Conversation starters with your family

I’m going through a real physical transition. Strength training 3×/week is the most important thing I can do for my long-term health. I need your help protecting that time.
My bones are losing density at 2–3% per year right now. This program is literally rebuilding my skeleton. Can we protect [these days/times]?
Stress directly breaks down my muscle tissue. When I’m overwhelmed, could you [specific ask]?
Sleep is when my muscles repair. Can we prioritize a consistent bedtime and keep the bedroom cool?

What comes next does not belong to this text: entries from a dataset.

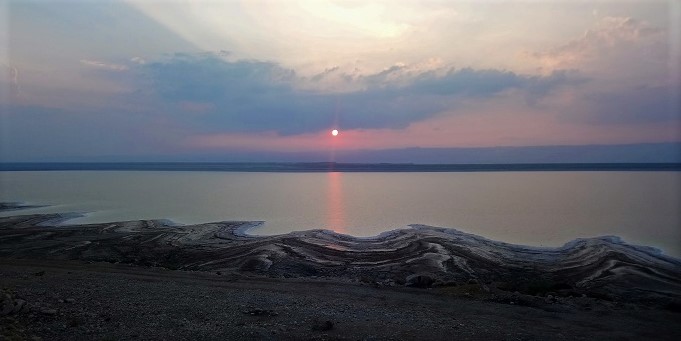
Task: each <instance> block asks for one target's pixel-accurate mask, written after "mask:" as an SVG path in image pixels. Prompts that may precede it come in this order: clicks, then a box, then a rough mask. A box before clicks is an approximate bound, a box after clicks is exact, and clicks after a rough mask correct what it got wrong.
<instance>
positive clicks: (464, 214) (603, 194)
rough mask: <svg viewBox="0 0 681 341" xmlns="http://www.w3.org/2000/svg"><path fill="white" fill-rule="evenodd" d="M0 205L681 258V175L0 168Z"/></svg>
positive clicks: (538, 172)
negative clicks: (611, 250) (484, 238)
mask: <svg viewBox="0 0 681 341" xmlns="http://www.w3.org/2000/svg"><path fill="white" fill-rule="evenodd" d="M0 201H20V202H27V203H31V204H42V205H54V206H51V207H47V208H40V209H31V210H27V211H21V212H22V213H23V212H26V213H37V212H73V211H75V212H88V213H89V214H88V215H87V216H86V217H83V218H78V219H75V220H74V221H73V222H75V223H90V222H106V221H114V220H132V219H153V218H168V219H171V220H173V221H175V222H178V223H199V222H210V221H222V220H264V221H266V223H265V225H263V226H261V227H259V228H257V229H255V230H253V231H252V233H255V234H277V233H285V232H288V231H293V230H306V229H313V228H326V229H331V230H334V231H337V232H340V233H345V234H351V235H355V236H372V235H376V234H378V233H380V232H383V231H387V230H392V229H395V228H403V227H406V226H407V225H408V224H412V223H421V224H428V225H435V226H446V227H454V228H457V229H459V230H462V231H466V232H470V233H474V234H477V235H481V236H484V237H488V238H491V239H495V240H502V241H506V242H511V243H518V244H527V245H537V246H539V245H544V246H557V245H562V244H563V243H565V242H567V241H569V240H572V239H574V238H577V237H591V236H600V235H618V236H621V237H623V238H624V239H625V240H626V241H629V242H632V243H635V244H643V245H651V246H656V247H659V248H661V249H663V250H664V252H665V253H667V254H670V255H673V256H676V257H679V256H681V212H680V210H679V208H680V207H681V172H459V173H239V172H156V171H147V172H144V171H63V172H60V171H52V172H0ZM12 214H18V213H17V212H4V213H0V215H5V216H6V215H12Z"/></svg>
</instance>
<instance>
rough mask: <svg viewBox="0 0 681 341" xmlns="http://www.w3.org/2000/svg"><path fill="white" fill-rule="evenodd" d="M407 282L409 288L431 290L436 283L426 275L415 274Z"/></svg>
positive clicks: (428, 275)
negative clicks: (433, 285)
mask: <svg viewBox="0 0 681 341" xmlns="http://www.w3.org/2000/svg"><path fill="white" fill-rule="evenodd" d="M405 282H406V286H408V287H416V288H429V287H431V286H432V285H433V283H435V279H433V278H432V277H431V276H429V275H426V274H413V275H410V276H408V277H407V280H406V281H405Z"/></svg>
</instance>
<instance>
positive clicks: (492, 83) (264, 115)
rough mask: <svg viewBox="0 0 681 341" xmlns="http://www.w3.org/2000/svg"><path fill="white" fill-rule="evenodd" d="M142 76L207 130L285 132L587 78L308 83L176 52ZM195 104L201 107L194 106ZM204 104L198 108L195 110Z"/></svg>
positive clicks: (178, 114) (408, 123) (445, 73)
mask: <svg viewBox="0 0 681 341" xmlns="http://www.w3.org/2000/svg"><path fill="white" fill-rule="evenodd" d="M141 71H142V73H143V74H144V78H143V80H144V81H145V82H148V84H149V86H150V89H152V91H153V93H154V94H156V95H157V96H159V97H160V98H161V99H162V100H163V101H167V102H171V103H175V104H176V106H177V107H176V110H175V112H174V115H178V116H179V117H182V116H185V117H191V120H192V121H194V122H195V123H197V122H200V123H199V124H200V125H201V126H202V128H203V129H207V130H214V131H221V132H264V131H274V132H277V133H279V134H282V135H290V134H302V133H310V132H317V131H320V130H327V129H329V128H331V127H334V126H340V127H342V128H344V129H380V128H404V127H406V126H408V125H409V124H411V123H413V122H418V121H422V120H425V119H428V118H430V117H433V116H434V115H436V114H438V113H440V112H443V111H445V110H452V109H455V108H456V107H457V105H459V103H463V102H466V101H470V100H478V99H490V98H493V97H494V96H497V95H499V94H501V93H504V92H508V91H519V92H521V93H523V94H524V95H525V96H526V97H527V98H528V99H531V101H536V100H538V99H541V98H542V97H543V96H545V95H547V94H548V93H550V92H551V91H552V90H554V89H557V88H560V87H564V86H571V85H576V84H580V83H582V82H584V81H585V79H584V78H583V77H579V76H578V75H577V74H575V73H574V72H569V71H564V70H558V71H554V72H553V73H551V74H549V75H546V76H527V75H520V74H516V73H514V72H510V71H504V70H493V69H488V70H475V69H472V68H463V69H444V70H431V71H424V72H421V73H418V74H409V75H402V76H403V77H401V79H400V81H399V82H394V81H392V79H394V78H396V77H398V78H400V77H399V76H400V72H401V67H398V66H394V67H391V68H388V69H386V70H384V71H382V72H379V73H376V74H372V75H367V76H364V77H361V78H357V79H355V80H354V81H355V82H357V83H358V84H356V85H357V86H356V87H358V88H360V89H359V90H354V91H346V92H335V93H329V92H320V91H312V90H305V89H306V87H305V86H304V84H303V83H304V82H306V81H315V80H316V79H312V80H307V79H305V78H304V77H298V76H297V75H296V72H295V71H294V70H290V69H286V68H283V67H281V66H279V65H278V64H276V63H272V62H266V61H256V60H237V61H229V60H226V59H223V58H221V57H220V56H218V55H214V54H205V53H204V54H199V55H188V54H178V55H174V56H172V57H169V58H167V59H165V60H163V61H158V62H153V63H147V64H145V65H142V67H141ZM191 108H195V109H196V108H200V109H198V110H191ZM192 111H200V112H201V113H200V115H196V114H195V113H192Z"/></svg>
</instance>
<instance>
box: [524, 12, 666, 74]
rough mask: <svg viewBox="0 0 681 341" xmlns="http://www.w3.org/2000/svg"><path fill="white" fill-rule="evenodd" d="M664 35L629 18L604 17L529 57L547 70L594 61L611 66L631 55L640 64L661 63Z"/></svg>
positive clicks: (631, 65) (535, 53) (634, 20)
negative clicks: (561, 41) (548, 69)
mask: <svg viewBox="0 0 681 341" xmlns="http://www.w3.org/2000/svg"><path fill="white" fill-rule="evenodd" d="M664 33H665V32H664V31H663V30H662V29H660V28H657V27H654V26H652V25H650V24H648V23H647V22H644V21H639V20H637V19H634V18H631V17H604V18H601V19H600V20H599V21H598V22H596V23H595V24H594V26H593V27H592V28H591V29H589V30H586V32H584V34H583V35H582V36H580V37H578V38H576V39H573V40H571V41H569V42H567V43H565V44H562V45H558V46H556V47H554V48H551V49H548V50H545V51H539V52H533V53H529V54H530V55H531V56H532V57H533V58H535V59H537V60H538V61H539V62H540V63H541V64H542V65H543V67H545V68H547V69H549V70H552V69H556V68H559V69H560V68H575V67H578V66H580V65H583V64H585V63H588V62H593V61H594V60H605V61H608V62H609V63H610V64H612V62H613V59H616V58H622V57H623V58H626V59H630V58H631V57H632V56H633V57H634V58H635V59H637V61H638V62H639V63H640V61H641V58H643V60H655V59H657V60H659V59H662V60H663V59H664V58H666V53H667V51H666V49H667V46H666V45H667V41H666V40H665V38H664ZM630 66H633V65H630Z"/></svg>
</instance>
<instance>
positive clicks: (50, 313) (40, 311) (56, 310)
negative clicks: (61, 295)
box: [40, 309, 57, 315]
mask: <svg viewBox="0 0 681 341" xmlns="http://www.w3.org/2000/svg"><path fill="white" fill-rule="evenodd" d="M40 312H41V313H43V314H45V315H56V314H57V310H55V309H42V310H40Z"/></svg>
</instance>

Creating sustainable routines

Bone remodeling takes 7–9 months. Cardiovascular adaptation takes 3+ months. Sustainable habits beat perfect programs.

  1. 01

    Start with what you can sustain.

    Consistency beats perfection.

  2. 02

    Schedule it like a medical appointment.

    This IS preventive medicine.

  3. 03

    Find your accountability.

    Partner, class, trainer, or community.

  4. 04

    Track the right things.

    Strength, measurements, energy — not the scale.

  5. 05

    Plan deload weeks every 3–4 weeks.

    This is when adaptation consolidates.

  6. 06

    Celebrate non-scale victories.

    First chin-up. Carrying groceries. Playing with grandkids.

Putting it all together

Your week at a glance

Strength

3×/week

Lower · Upper · Full Body. 70–85% 1RM, 10–16 sets per muscle per week, controlled tempo. 45–60 min sessions.

LISS cardio

2–3×/week

Walking, cycling, swimming, or rowing at 50–65% max HR for 30–60 min. Zone 2 sweet spot for heart health.

Recovery

Daily

7–9 hours sleep, stress management, deload every 3–4 weeks, active recovery on rest days.

Nutrition

Daily

1.2–1.6g protein/kg/day. Anti-inflammatory foods. 1,200 mg calcium + Vitamin D. Blood sugar balance.

Available in three editions

Gym Edition (barbell + full equipment) · Bodyweight Edition (zero equipment) · Dumbbell Edition (adjustable DBs at home). Choose the version that fits your life. All three follow the same 12-week, 3-phase, research-backed structure.

Remember this

Strength gains: 4–6 weeks. Visible muscle: 8–12+ weeks. Cardiovascular improvement: ~3 months. Bone density: 6–9+ months. Trust the process. Track the right metrics. You are building a foundation for the next 30+ years.